I think the only possibility to combine "_da_" with the derivational suffix "_ta-i_" is to use the _te_-form of "_da_" (i.e., "_de_") followed by the _masu_-form of "_ar-u_" (i.e., "_ar-i_").

"*X* _de ari-tai._" (*X* = a noun or an adjectival noun/a _na_-adjective)


----------



## Encolpius

Nice examples, I think I got it. 👍


----------



## gengo

Flaminius said:


> In other words, just like である cannot take verb-like elements, nor can だ take them after it.



Are you saying that である cannot conjugate as a verb?  (And, yes, I realize that である is actually the particle で + the verb ある.)  As Joschl says, でありたい is a fairly common form, and it does indeed translate to "want to be."

For example, "ずっと子供でありたい" could translate to "I want to be a child forever."  And "いつも前向きでありたい" as "I always want to be positive."

That said, I agree with your suggestions (になりたい and でいたい), and the former in particular is the most common translation of "I want to be."

I want to be happy = 幸せになりたい
I want to be rich = 金持ちになりたい
I want to be an astronaut = 宇宙飛行士になりたい
etc.


----------



## Flaminius

gengo said:


> Are you saying that である cannot conjugate as a verb?


Notice that I am here talking about である as a conjugation (終止形), not a conjugatable word whose citation form is である.


----------



## gengo

Flaminius said:


> Notice that I am here talking about である as a conjugation (終止形), not a conjugatable word whose citation form is である.

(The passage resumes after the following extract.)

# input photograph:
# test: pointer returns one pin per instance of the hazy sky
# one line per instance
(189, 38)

I'm afraid I don't understand what you mean.  You said "である cannot take verb-like elements," which sounds as if you are saying that it cannot conjugate like a regular verb.  However, we know that it does take verb endings, such as であった、であったり、であってほしい, であっては、でありながら、であったら、and so forth.  And, of course, でありたい.


----------



## Flaminius

Well, である as a conjugation (終止形) cannot take anything after it; *であるます, but であります.  Ditto, *であるたい is wrong.


----------



## gengo

Flaminius said:


> Well, である as a conjugation (終止形) cannot take anything after it; *であるます, but であります.  Ditto, *であるたい is wrong.



Ah, I see what you mean:  「である」そのもの。  Agreed.


----------



## SoLaTiDoberman

This thread seems very confusing to me.
Therefore, I try to write it in Japanese.

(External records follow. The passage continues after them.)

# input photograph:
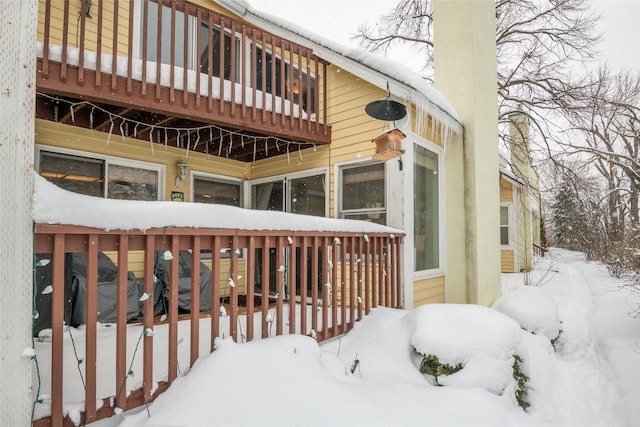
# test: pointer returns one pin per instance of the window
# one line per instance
(425, 209)
(303, 195)
(363, 193)
(165, 36)
(101, 177)
(218, 191)
(221, 43)
(504, 225)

1. 「だ」と「である」は意味は同じかもしれないが、全く別の単語である。
2.　オリジナルの質問「だ」（およびその活用形）に「たい」をつなげて"want to be" という意味を表す日本語を作ることができるか、という問いに対する答えは「できません」が正しい。
３．「である」に直接「たい」をつなげて「であるたい」とすることはできない。
４．「である」の活用形「であり」に「たい」をつなげて「でありたい」とすることは可能。
(5.  「でいたい（～で+居たい）」という表現も日本語にあるが、単語の構成は全く別物。）

以上より、「だ」に「たい」をつなぐことはできないが、別の単語「である」を用いて「でありたい」とすることで"want to be" を意味する日本語を作ることができる。

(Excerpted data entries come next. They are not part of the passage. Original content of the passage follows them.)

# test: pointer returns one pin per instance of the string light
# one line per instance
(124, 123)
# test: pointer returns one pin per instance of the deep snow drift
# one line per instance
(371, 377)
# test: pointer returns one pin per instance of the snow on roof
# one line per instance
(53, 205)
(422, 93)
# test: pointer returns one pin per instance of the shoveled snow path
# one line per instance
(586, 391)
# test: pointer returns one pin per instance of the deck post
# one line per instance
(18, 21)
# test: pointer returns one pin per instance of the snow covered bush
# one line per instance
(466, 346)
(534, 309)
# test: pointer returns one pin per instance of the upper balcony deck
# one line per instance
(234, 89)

Do you agree with these points? 

If you agree with them thus far, I'd say that でありたい has a different meaning to the ordinary translation for "want to be" (～になりたい).

弁護士になりたい。I want to be a lawyer. (I want to become a lawyer.)
弁護士でありたい。 Weird.
cf) 真実を守る弁護士でありたい。This sentence means "I want to stay being a lawyer that follows the fact, anytime or always, although it's very difficult" or something like that.
弁護士でいたい。  I want to stay being a lawyer, and I don't want to quit.

The usage of でありたい and になりたい seems different in my humble opinion.
でありたい is used for "want to become something that is ideal." ( cf. #6)

Therefore, going back to the original question, I still believe that my answer in #2 is simple and correct.


----------



## Joschl

What I meant by my post #4 above is just that we need to use both the _te_-form of the essive copula "_da_" and the _masu_-form of the verb "_ar-u_" at the same time because we cannot attach the essive copula "_da_" directly to the suffix "_-ta-i_", no matter what form it takes (i.e., both *"_X_ _ni ta-i_" and *"_X de ta-i_" are ungrammatical).

As _*Encolpius*_ didn't say anything about what context the fragment "_want to be_" should be used in (see post #1), I do believe that my general information on the construction "_*X* de ari-tai_" will also be helpful for him/her. As long as we don't know exactly what context it is about, we cannot know if it is an odd thing to talk about the construction "_*X* de ari-tai_", irrespective of whether the nominal is preceded by an attribute.


----------



## SoLaTiDoberman

It seems that we are talking the same thing from a different viewpoint.
For example:

Question) "Can I use "is" + "love" when I want to say 私はあなたを愛している?"

A: No.
B: Yes, it's possible, but you need to change "is" to "am" and "love" to "loving": "I'm loving you."
"I is love you" 
"I am love you."
"I am loving you."

A: But "I'm loving you" has a special connotation in it, and it is not a common structure of English.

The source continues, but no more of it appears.